Meine eigenen Erfahrungen aus meiner Arbeit als Paartherapeut stehen in einem deutlichen Widerspruch zum Anna Karenina-Prinzip. Paare können sehr wohl miteinander glücklich sein, wenn einer der oben genannten Faktoren fehlt. Bindung und Nähe können auch ohne entsprechendes Vermögen oder sexuelle Anziehung gelingen. Das, was Beziehungen zumeist schon von Beginn an scheitern lässt, ist Bindungsangst. Deshalb ist es mir ein wesentliches Anliegen, mehr Transparenz und Klarheit in dieses Thema zu bringen.
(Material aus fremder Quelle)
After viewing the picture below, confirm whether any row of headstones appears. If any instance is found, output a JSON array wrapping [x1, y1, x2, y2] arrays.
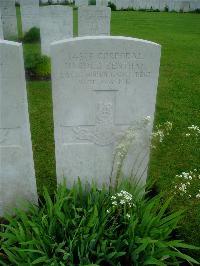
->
[[111, 0, 200, 12], [40, 0, 108, 7], [0, 0, 110, 39], [0, 0, 111, 55], [0, 36, 160, 216], [39, 5, 111, 55]]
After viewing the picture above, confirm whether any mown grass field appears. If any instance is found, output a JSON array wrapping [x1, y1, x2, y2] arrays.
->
[[16, 7, 200, 258]]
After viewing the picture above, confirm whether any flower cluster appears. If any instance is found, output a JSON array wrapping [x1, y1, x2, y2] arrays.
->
[[151, 121, 172, 149], [107, 190, 136, 218], [174, 169, 200, 198]]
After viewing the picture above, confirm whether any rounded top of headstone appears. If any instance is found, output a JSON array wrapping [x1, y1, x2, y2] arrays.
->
[[40, 5, 73, 15]]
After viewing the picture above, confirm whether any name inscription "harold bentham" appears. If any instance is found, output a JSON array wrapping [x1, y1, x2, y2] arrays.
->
[[51, 36, 160, 186]]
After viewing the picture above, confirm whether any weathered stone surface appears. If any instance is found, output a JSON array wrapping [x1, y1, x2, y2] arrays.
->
[[40, 5, 73, 55], [0, 0, 18, 39], [96, 0, 108, 6], [0, 10, 4, 40], [0, 41, 37, 216], [78, 6, 111, 37], [51, 36, 160, 186], [20, 0, 40, 33], [75, 0, 88, 7]]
Wie definiert sich Bindungsangst?
Unter Bindungsangst wird eine schwer zu überwindende Angst vor Nähe und Bindung in engen Beziehungen verstanden. Personen mit Bindungsangst wollen zwar eine Liebes- und Sexualbeziehung eingehen. Auf die damit einhergehenden Verpflichtungen aus der Beziehung wollen Sie sich aber nicht einlassen.
Naturgemäß ist jede Beziehung zwischen zwei Menschen mit Risiken verbunden. Auch mit dem Risiko des Scheiterns. Um diese berechtigten Sorgen oder Ängste in einer Paarbeziehung geht es bei der Bindungsangst nicht. Es ist vielmehr eine übertriebene Sorge vor Ansprüchen des Partners an die eigene Person.
Nach meiner Erfahrung sind sich die Betroffenen ihrer Ängste nur zum Teil bewusst. Dies erschwert naturgemäß die Analyse und darauf aufbauend Verhaltensänderung. Die Betroffenen fühlen sich von dem Thema „Bindungsangst“ zumeist nicht angesprochen. Was diese Personen berichten, ist ihre Sorge vor dem Verlust von Unabhängigkeit. Sie wünschen sich oft ihre Freiheit zurück und wollen mehr Autonomie. Manchmal werden die eigenen Ängste auf den Partner projiziert.
Partner von bindungsängstlichen Personen
Für die Partner von bindungsängstlichen Personen erscheint die Beziehung oft in der Schwebe. Phasen von großer Sehnsucht und dem Wunsch nach Nähe wechseln sich mit Phasen der Frustration und Niedergeschlagenheit bei dem Partner der bindungsängstlichen Person ab. Zumeist fühlen sich die Partner nicht gesehen und wenig wertgeschätzt. Deshalb kann Bindungsangst auch häufig zu einer On-Off-Beziehung führen On-Off-Beziehung überwinden . Die Paare haben sich mehrfach getrennt, sind aber wieder zusammengekommen und haben sich versöhnt. Die Paare leiden oft an ihrer Beziehung.
In einer solchen Situation suchen Paare häufig einen Paartherapeuten auf. Sie sind zumeist sehr aufgewühlt und emotional stark belastet. Häufig kommen Paare zu mir, die sich bereits mehrfach getrennt und wieder gefunden haben.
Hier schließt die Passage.